The guideline says: “A minimum of 75 percent of businesses in the area affected by the special event street closing and parking restriction must be in agreement with having the street blocked or parking restricted. The applicant(s) for the event shall provide a list of signatures and addresses to accompany the application.”
Newton City Council debated about whether the rule requiring event holders to have at least 75 percent approval from adjacent businesses was a wise move. Council members Evelyn George and Melissa Dalton worried events like the local farmers market would be put in jeopardy with such rules.
Events secluded on private properties are largely excluded from the policy, which is designed to target activities that require street closures or restricted parking.
George said she spoke with Erin Yeager, the executive director of Newton Main Street, and the only issue that was brought up was the 75 percent approval rule, marked in council documents as guideline No. 7. George said Yeager wanted to propose an alternative: a communication plan.
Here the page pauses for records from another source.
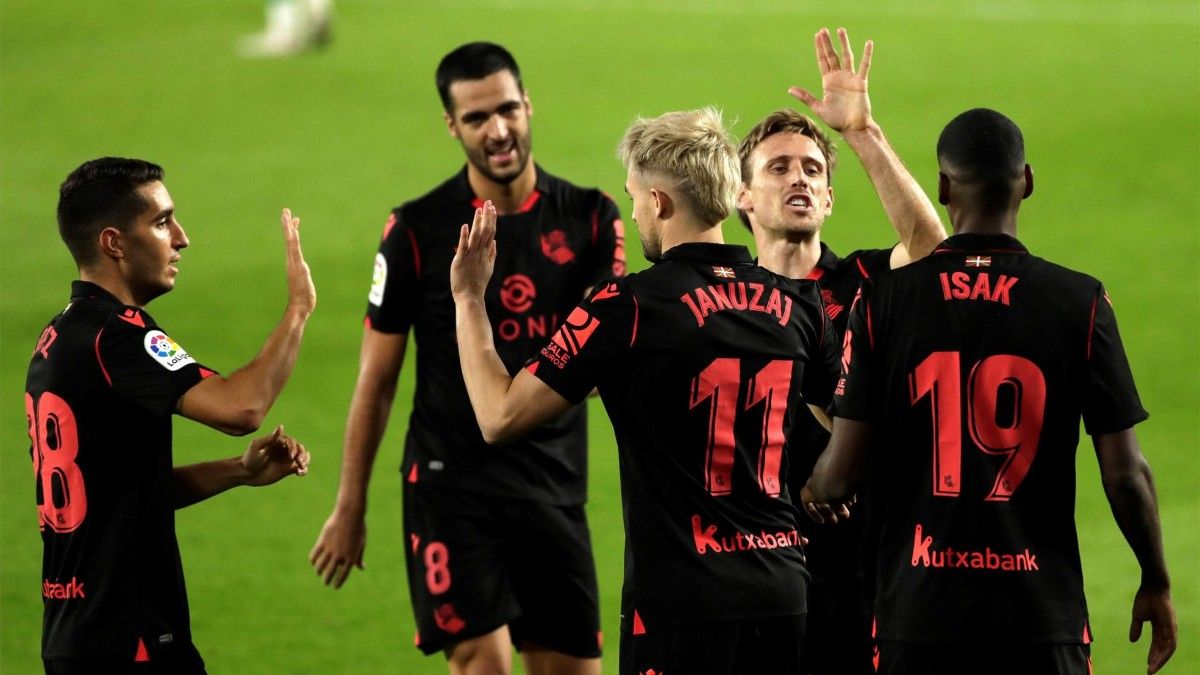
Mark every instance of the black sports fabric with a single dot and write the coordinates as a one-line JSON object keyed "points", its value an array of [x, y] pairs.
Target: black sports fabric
{"points": [[839, 610], [1002, 353], [103, 382], [833, 549], [563, 240], [701, 363]]}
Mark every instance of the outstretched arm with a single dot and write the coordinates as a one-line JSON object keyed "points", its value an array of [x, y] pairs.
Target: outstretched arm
{"points": [[505, 407], [239, 402], [343, 538], [846, 108], [1129, 487], [267, 460]]}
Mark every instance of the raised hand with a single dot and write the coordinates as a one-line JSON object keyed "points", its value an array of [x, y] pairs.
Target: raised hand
{"points": [[844, 105], [475, 257], [301, 293], [271, 458]]}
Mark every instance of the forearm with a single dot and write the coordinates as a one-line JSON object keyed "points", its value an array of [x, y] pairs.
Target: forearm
{"points": [[257, 384], [840, 466], [1134, 505], [827, 483], [365, 426], [906, 204], [487, 380], [237, 404], [198, 482]]}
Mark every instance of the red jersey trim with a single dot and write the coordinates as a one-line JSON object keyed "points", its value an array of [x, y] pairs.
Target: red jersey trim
{"points": [[417, 254], [994, 251], [1091, 329], [639, 627], [100, 360], [634, 336], [870, 327]]}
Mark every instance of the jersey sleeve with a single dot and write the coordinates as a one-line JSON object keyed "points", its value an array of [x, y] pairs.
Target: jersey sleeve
{"points": [[853, 396], [391, 303], [598, 332], [609, 238], [823, 368], [1111, 401], [147, 366]]}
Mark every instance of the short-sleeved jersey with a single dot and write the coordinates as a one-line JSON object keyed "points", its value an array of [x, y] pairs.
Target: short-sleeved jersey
{"points": [[832, 550], [102, 384], [702, 362], [563, 240], [976, 365]]}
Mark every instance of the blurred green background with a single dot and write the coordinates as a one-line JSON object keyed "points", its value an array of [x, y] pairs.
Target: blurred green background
{"points": [[1107, 91]]}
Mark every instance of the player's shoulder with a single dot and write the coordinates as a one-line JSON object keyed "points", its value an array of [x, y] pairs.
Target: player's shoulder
{"points": [[865, 263], [437, 201], [1063, 275]]}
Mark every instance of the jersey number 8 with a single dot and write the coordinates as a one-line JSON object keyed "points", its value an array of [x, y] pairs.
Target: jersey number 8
{"points": [[63, 500]]}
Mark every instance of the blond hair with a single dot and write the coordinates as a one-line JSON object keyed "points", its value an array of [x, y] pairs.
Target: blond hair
{"points": [[694, 151]]}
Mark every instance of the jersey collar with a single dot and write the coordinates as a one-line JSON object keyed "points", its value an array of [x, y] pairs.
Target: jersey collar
{"points": [[981, 243], [81, 290], [711, 254], [465, 193]]}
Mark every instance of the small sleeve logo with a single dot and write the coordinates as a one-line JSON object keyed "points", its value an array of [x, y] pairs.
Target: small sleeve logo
{"points": [[378, 280], [166, 351]]}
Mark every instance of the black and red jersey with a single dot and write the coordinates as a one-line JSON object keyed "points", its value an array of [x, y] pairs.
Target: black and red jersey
{"points": [[563, 240], [976, 365], [702, 362], [833, 550], [102, 384]]}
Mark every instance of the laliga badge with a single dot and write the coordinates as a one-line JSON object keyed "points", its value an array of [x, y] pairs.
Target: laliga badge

Dalton said if instead of asking whether business owners agree with it, the city asked them to just acknowledge the event. George said some business owners are refusing to even give signatures. Council member Mark Hallam said it could be moved to a simple majority of 51 percent instead.
Newton Fire Chief Jarrod Wellik relayed information he received from Yeager, who asked business owners for approval of the farmers market. Wellik said she was short a few signatures the first go around. When she came back, she only had 54 percent in favor.
Yeager’s information to the fire chief also pointed out other challenges. Some business operators did not feel like they should sign since they are not the building owner. Others felt they like have to sign otherwise they feel like they’re jeopardizing an event being held on the square.
“The process is not addressing the real issue. The real issue is communicating. Part of communicating is people actually have to read what you tell them. They have to be listening. They have to be available to listen. They have to be on the email list and actually open it and read it. It’s a two-way situation,” George said.
Prior to tabling the resolution, George recommended council eliminate rule No. 7 in the guidelines. In its place, the city will have a communication plan where organizers must notify businesses of events. George then motioned to table the resolution until the next meeting.
Newton City Administrator Matt Muckler told council members the city had received complaints in the past from business owners who did not know about events taking place downtown. They told the city that organizers should at least have the decency to notify the business owners that something is taking place.
“For instance, if parking is going to be curtailed earlier and they would have an appointment ... with a client then they could reschedule or schedule around that so they’re not interrupting their regular business,” Muckler said. “I think that’s the reason we’re asking for those people to go out and do that outreach.”
Council member Vicki Wade asked about fees that would be attached to the application, but discussion surrounding it was cut short because it was not relevant to the specific item being considered for approval. When the city establishes a fee schedule, then council can freely debate the costs.
As proposed, the fees for a street closure application are:
• $25 if organizers give more than 60 days in advance to plan the event.
• $100 if organizers give between 45 and 60 days notice.
• $250 if organizers give less than 45 days notice.
Less than 30 days notice may not be able to be put together in that short of a timeframe. Applications are intended to be submitted 90 days in advance.
The policy was originally tabled at the April 18 council meeting after Iowa Speedway Director of Operations Tyler Clement raised concerns by the “vague” guidelines and worried it would hurt the racetrack’s events. Wellik said the intent is not for private property events that do not want to close streets.
Although Wellik recommended the council amend the wording to specify the exemptions, Clement was still worried about some of the policy’s language about events affecting traffic. The mayor asked the policy be tabled, which was supported unanimously by the city council.
Council members will review the policy for a third time on May 16.